Among the fuel cells described above, the polymer electrolyte membrane fuel cell (PEMFC) uses a polymer membrane as an electrolyte, so there is no risk of corrosion or evaporation by the electrolyte, and high current density per unit area can be obtained. Compared to fuel cells, the output characteristics are much higher and the operating temperature is lower. Therefore, mobile power supplies for automobiles, distributed power supplies for homes and public buildings, and small power supplies for electronic devices, etc. The development is being actively promoted.

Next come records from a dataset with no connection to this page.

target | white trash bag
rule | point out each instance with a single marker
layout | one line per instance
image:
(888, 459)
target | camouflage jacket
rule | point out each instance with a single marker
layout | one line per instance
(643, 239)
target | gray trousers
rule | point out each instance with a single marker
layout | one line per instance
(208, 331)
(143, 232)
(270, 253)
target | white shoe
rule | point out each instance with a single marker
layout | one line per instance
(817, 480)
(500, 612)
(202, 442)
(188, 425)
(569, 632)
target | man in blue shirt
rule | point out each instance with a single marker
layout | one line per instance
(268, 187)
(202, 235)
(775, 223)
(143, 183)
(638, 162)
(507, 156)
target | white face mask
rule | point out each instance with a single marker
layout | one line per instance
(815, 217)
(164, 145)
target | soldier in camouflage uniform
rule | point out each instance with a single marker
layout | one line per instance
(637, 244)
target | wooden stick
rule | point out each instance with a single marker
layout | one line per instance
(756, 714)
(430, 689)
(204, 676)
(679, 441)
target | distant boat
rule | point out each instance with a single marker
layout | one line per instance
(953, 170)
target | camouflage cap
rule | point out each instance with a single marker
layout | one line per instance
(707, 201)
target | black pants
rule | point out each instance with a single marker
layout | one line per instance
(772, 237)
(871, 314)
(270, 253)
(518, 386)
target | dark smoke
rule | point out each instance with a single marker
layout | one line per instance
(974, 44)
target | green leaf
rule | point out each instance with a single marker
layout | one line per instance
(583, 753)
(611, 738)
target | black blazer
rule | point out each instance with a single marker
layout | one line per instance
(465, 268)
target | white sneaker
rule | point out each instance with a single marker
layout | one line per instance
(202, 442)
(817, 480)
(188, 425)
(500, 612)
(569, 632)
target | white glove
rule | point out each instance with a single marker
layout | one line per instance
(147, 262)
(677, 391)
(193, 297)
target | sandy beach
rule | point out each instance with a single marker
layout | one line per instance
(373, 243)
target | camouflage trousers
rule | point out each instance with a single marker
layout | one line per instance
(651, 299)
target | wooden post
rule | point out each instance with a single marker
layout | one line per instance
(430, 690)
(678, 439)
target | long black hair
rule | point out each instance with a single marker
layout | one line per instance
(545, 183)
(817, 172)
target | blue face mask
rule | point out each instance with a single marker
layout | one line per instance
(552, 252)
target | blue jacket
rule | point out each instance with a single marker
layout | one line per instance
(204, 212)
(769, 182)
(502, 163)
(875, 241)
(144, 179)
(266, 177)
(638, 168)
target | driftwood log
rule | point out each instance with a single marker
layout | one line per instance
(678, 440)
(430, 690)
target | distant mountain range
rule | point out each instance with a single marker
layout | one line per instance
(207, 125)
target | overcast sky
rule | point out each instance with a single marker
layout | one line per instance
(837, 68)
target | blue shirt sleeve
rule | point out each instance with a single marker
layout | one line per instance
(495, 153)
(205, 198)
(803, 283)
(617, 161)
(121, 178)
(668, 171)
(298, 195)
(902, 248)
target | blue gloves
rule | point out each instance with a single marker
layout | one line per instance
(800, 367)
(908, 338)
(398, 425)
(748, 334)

Direct methanol fuel cell (DMFC), another type of fuel cell that uses a polymer membrane as an electrolyte, uses a liquid fuel such as methanol directly without using a fuel reformer and operates at a temperature below 100 ° C. Because it operates, it has the advantage of being suitable as a portable or small power supply.

Meanwhile, portable electronic devices such as laptops, portable multimedia players (PMPs), personal digital assistants (PDAs), and cellular phones are becoming more compact and highly functional. Accordingly, polymer electrolyte fuel cells or direct methanol fuel cells that can be used as a power source for portable electronic devices are required to be further miniaturized and high output according to miniaturization and high functionality of portable electronic devices.

An object of the present invention is to provide a fuel cell for a small mobile power source capable of meeting the above-described needs, and a membrane-electrode assembly for use in the fuel cell.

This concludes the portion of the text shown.